Feed My Fish Below

Tuesday, March 8, 2011

Late Night Talk.

like a doll in a box is where i belong,
i feel trapped with a head full of thoughts.
i sleep on my thoughts,

 i'm full and tired of chasing dreams that never happen.
laying down, here, you belong. WE belong. in dreams...
the real question is where? |Where are you?|
no looking further or back just standing on a line where anything CAN happen.

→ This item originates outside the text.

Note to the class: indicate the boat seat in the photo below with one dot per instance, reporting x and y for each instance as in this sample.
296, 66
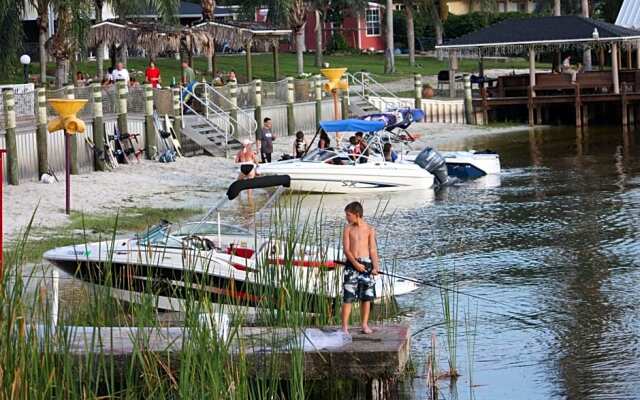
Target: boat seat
240, 251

i'm giving up on looking for someone for |me|.
freeing my mind from things that cloud any mind with nothing but failure.
i'm walking my way to be a different person.
the new person that always had a sweet soft heart without the rough skin and bitch-ness.
i want to be able to talk without the fear, without the hold-backs, without ANYTHING.
falling asleep on something good is something i see happening new in my life.
some good things cover other bad things. cover my face with your love...
i wonder what you think of me, of when you first get to talk to me.
of when you start feeling me closer, 
of when you start feeling the love, affection and care for me.
i sit here and think all of the things that people might think of me.
although i do not care,
 it crosses my mind thinking that people can fill someone with thoughts and feelings never experienced.
i'm ready for that, i'm ready to finally see the new person in the dream.
the person i never get to see,
 i wake up with the big smile on my face thinking one day i can see the face next to me.
make love to someone, but specially make to love to the girl who would give the world to hear you say 
"you mean the world to me" I love you.
i always seen you in my dreams.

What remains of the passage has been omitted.